Луиза затягивает «О всех созданиях, прекрасных и разумных», а мы тихонько подпеваем. Джордж издаёт свои странные гортанные стоны. Мне хочется кричать и петь очень громко – меня переполняет счастье, – но я сдерживаюсь. Ведь за меня, за всех нас кричат и поют птицы.
Вдруг Джордж встаёт и приседает на корточки в мокрой, чавкающей траве у самой кромки воды. Он смотрит в глубину – на рыб и головастиков.
Мы смотрим на него.
– Он справится, – говорит Билли. – Не упадёт.
Но если вдруг – мы готовы его подхватить.
– Головастики, – говорит Джордж. – Рыбы. Вода.
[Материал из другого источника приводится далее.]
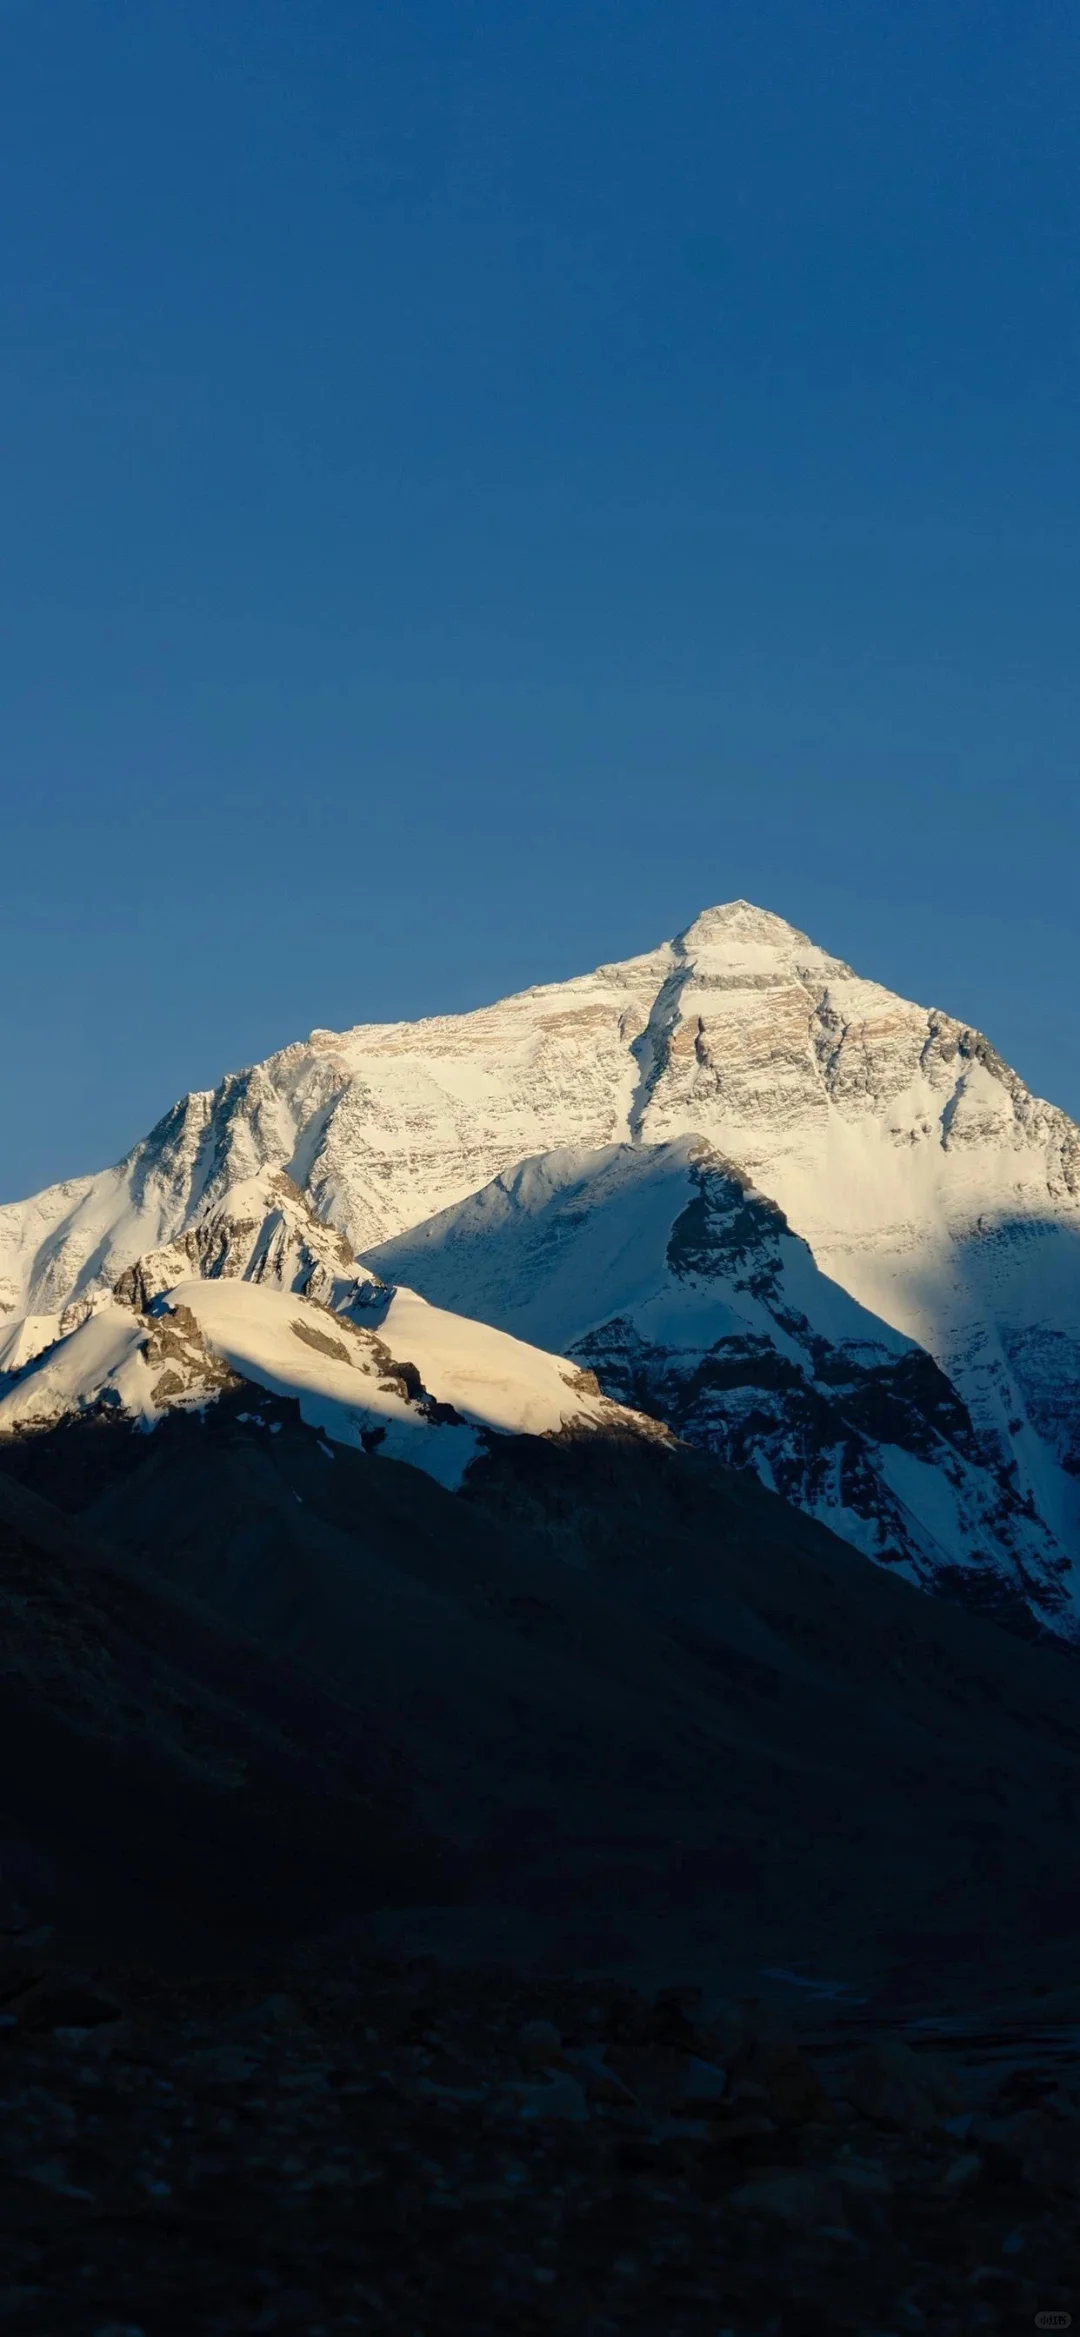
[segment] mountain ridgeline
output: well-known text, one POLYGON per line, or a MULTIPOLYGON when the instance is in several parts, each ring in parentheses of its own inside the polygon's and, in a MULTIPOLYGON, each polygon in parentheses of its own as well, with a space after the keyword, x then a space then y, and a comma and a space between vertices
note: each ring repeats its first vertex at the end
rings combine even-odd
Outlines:
POLYGON ((745 902, 183 1098, 115 1168, 0 1210, 0 1309, 8 1438, 205 1402, 194 1330, 210 1377, 321 1403, 331 1447, 411 1439, 453 1483, 492 1436, 651 1422, 926 1590, 1080 1631, 1080 1130, 745 902), (324 1377, 389 1317, 427 1413, 377 1416, 370 1373, 298 1379, 285 1294, 344 1326, 324 1377), (188 1365, 151 1402, 170 1308, 188 1365))

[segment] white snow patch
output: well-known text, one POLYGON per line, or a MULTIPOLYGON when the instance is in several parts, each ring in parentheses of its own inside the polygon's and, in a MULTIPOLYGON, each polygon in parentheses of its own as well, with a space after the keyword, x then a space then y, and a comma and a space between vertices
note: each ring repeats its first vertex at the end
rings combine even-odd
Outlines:
MULTIPOLYGON (((152 1425, 178 1404, 212 1398, 213 1387, 200 1376, 204 1351, 238 1378, 295 1401, 301 1418, 331 1445, 409 1461, 450 1487, 460 1485, 483 1450, 481 1431, 543 1436, 568 1425, 613 1423, 644 1429, 636 1415, 583 1388, 576 1367, 563 1358, 428 1306, 413 1291, 397 1291, 372 1331, 294 1292, 230 1279, 178 1283, 157 1303, 154 1321, 107 1301, 0 1399, 0 1435, 49 1426, 110 1401, 152 1425), (185 1315, 194 1318, 201 1349, 196 1341, 188 1358, 169 1353, 151 1365, 145 1349, 170 1317, 190 1341, 185 1315), (409 1392, 399 1376, 405 1366, 418 1373, 423 1393, 409 1392), (182 1384, 167 1384, 176 1379, 182 1384), (156 1395, 163 1383, 166 1392, 156 1395), (461 1417, 433 1419, 427 1398, 461 1417)), ((273 1421, 271 1433, 280 1425, 273 1421)), ((323 1450, 333 1458, 327 1445, 323 1450)))

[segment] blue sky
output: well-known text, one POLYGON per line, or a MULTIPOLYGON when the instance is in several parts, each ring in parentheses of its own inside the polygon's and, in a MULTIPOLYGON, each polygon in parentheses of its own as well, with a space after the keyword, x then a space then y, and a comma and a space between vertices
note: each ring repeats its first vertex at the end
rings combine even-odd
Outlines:
POLYGON ((737 894, 1080 1113, 1078 50, 0 0, 0 1194, 737 894))

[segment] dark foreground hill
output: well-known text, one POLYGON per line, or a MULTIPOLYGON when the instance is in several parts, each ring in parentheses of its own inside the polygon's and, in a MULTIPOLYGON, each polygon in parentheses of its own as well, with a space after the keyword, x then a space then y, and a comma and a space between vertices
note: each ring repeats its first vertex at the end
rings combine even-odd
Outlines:
POLYGON ((0 2327, 1067 2310, 1075 1658, 701 1455, 242 1405, 5 1450, 0 2327))
POLYGON ((0 1478, 0 1874, 181 1962, 450 1887, 370 1724, 0 1478))
POLYGON ((72 1891, 709 1980, 1080 1932, 1069 1653, 705 1456, 503 1439, 451 1494, 239 1403, 8 1448, 7 1823, 72 1891))

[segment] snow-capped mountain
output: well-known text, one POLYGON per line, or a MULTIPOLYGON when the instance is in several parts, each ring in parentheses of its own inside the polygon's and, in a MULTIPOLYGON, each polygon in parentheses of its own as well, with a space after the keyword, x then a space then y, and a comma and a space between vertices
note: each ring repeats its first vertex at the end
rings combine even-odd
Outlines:
POLYGON ((174 1240, 137 1258, 113 1287, 127 1304, 146 1306, 193 1275, 295 1290, 338 1309, 349 1305, 357 1288, 348 1242, 316 1217, 281 1169, 263 1169, 229 1185, 174 1240))
POLYGON ((587 1363, 909 1580, 1071 1628, 1069 1560, 951 1383, 701 1137, 524 1161, 368 1263, 587 1363))
MULTIPOLYGON (((332 1444, 409 1461, 454 1487, 490 1433, 655 1438, 651 1421, 601 1395, 582 1366, 411 1290, 369 1292, 364 1326, 261 1278, 182 1281, 144 1308, 105 1296, 0 1382, 0 1458, 7 1437, 88 1416, 153 1429, 242 1384, 295 1402, 332 1444)), ((249 1417, 259 1419, 257 1402, 249 1417)))
POLYGON ((24 1317, 108 1288, 266 1171, 343 1237, 350 1265, 318 1263, 347 1280, 531 1156, 684 1135, 929 1352, 1016 1503, 1080 1554, 1080 1130, 977 1032, 745 902, 474 1014, 316 1031, 184 1098, 115 1169, 0 1211, 9 1337, 25 1355, 24 1317))
MULTIPOLYGON (((194 1275, 265 1283, 270 1289, 295 1290, 342 1309, 357 1289, 357 1264, 348 1243, 316 1217, 280 1169, 263 1169, 258 1176, 228 1186, 208 1200, 172 1241, 125 1267, 111 1287, 124 1305, 146 1308, 194 1275)), ((109 1289, 109 1283, 98 1277, 59 1312, 21 1320, 9 1317, 6 1327, 0 1327, 0 1374, 19 1370, 77 1330, 109 1289)))

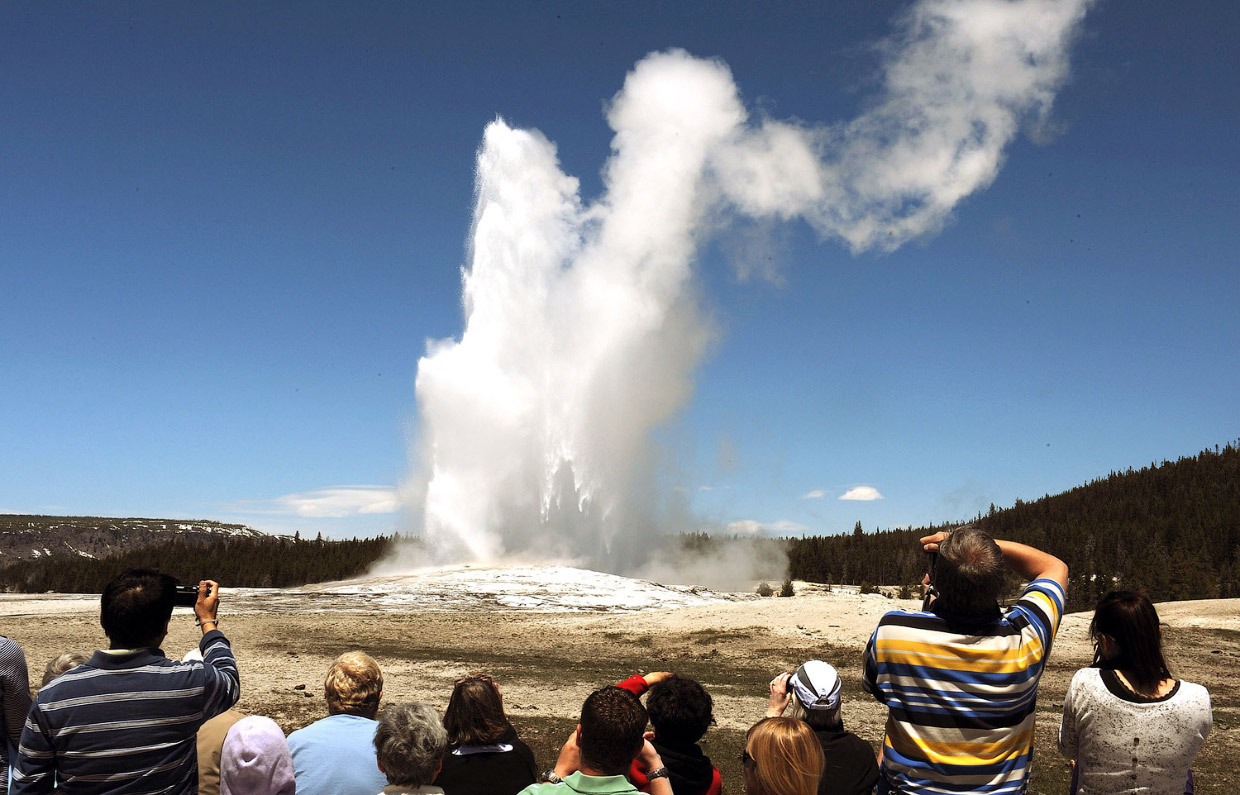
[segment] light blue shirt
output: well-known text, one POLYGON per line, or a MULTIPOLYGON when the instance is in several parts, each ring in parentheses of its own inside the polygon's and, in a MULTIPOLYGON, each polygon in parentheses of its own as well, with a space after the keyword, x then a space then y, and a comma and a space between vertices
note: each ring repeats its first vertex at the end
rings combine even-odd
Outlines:
POLYGON ((375 795, 387 776, 375 761, 378 721, 328 715, 288 736, 297 795, 375 795))

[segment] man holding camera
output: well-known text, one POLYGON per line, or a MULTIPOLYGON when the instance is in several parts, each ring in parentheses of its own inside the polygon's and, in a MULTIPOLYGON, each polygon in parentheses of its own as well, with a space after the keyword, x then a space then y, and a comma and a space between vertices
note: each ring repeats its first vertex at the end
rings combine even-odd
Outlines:
POLYGON ((9 792, 195 793, 195 735, 237 701, 241 686, 219 631, 219 585, 193 604, 202 662, 169 660, 177 581, 134 569, 104 588, 99 623, 110 648, 39 691, 26 718, 9 792))
POLYGON ((865 650, 862 687, 888 708, 878 792, 1024 792, 1068 567, 974 527, 921 545, 926 605, 884 615, 865 650), (1028 585, 1004 612, 1008 571, 1028 585))

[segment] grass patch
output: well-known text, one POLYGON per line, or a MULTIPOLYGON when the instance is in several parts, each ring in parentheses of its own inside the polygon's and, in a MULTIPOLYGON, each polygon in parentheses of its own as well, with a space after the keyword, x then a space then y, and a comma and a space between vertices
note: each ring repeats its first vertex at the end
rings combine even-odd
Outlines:
POLYGON ((699 629, 685 637, 699 646, 710 646, 728 640, 749 640, 753 632, 743 629, 699 629))

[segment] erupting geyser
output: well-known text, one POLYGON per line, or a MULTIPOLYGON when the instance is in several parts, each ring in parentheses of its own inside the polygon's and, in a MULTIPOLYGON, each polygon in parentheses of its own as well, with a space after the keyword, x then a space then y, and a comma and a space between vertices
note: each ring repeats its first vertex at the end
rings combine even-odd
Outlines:
POLYGON ((435 547, 643 564, 664 507, 651 431, 688 400, 711 338, 692 271, 706 231, 729 214, 800 217, 853 251, 933 233, 1045 117, 1085 5, 919 3, 884 49, 882 95, 833 126, 751 121, 721 62, 649 55, 608 109, 591 202, 546 138, 490 124, 465 329, 418 365, 406 493, 435 547))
– Супер, Джордж! – говорит Макси.
– Ты их видишь? – спрашивает Билли.
Джордж издаёт звук – тонкий и мелодичный, точно птичий. Он оборачивается, глядит на меня. Я подхожу ближе, и вот мы рядом – голова к голове. Я смотрю вниз. И он тоже – наклоняясь всё ниже, всё ближе к воде. Там снуют головастики – чёрные точечки новой жизни.
Джордж опускает в воду пальцы, затем всю ладонь и зачерпывает пригоршню воды вместе с парой-тройкой головастиков. Потом он наклоняет ладонь, и головастики падают обратно в пруд. Круги идут по воде, всё слабее, слабее. И вот поверхность снова зеркальна. Джордж смотрит вниз, потом на меня, потом снова на воду.
– Дан-ни, – говорит он.
И я наконец понимаю!
Там наши лица. Наши отражения глядят оттуда на нас.
– Да, Джордж, – говорю я тихонько. – Это я.
Я глубоко вздыхаю.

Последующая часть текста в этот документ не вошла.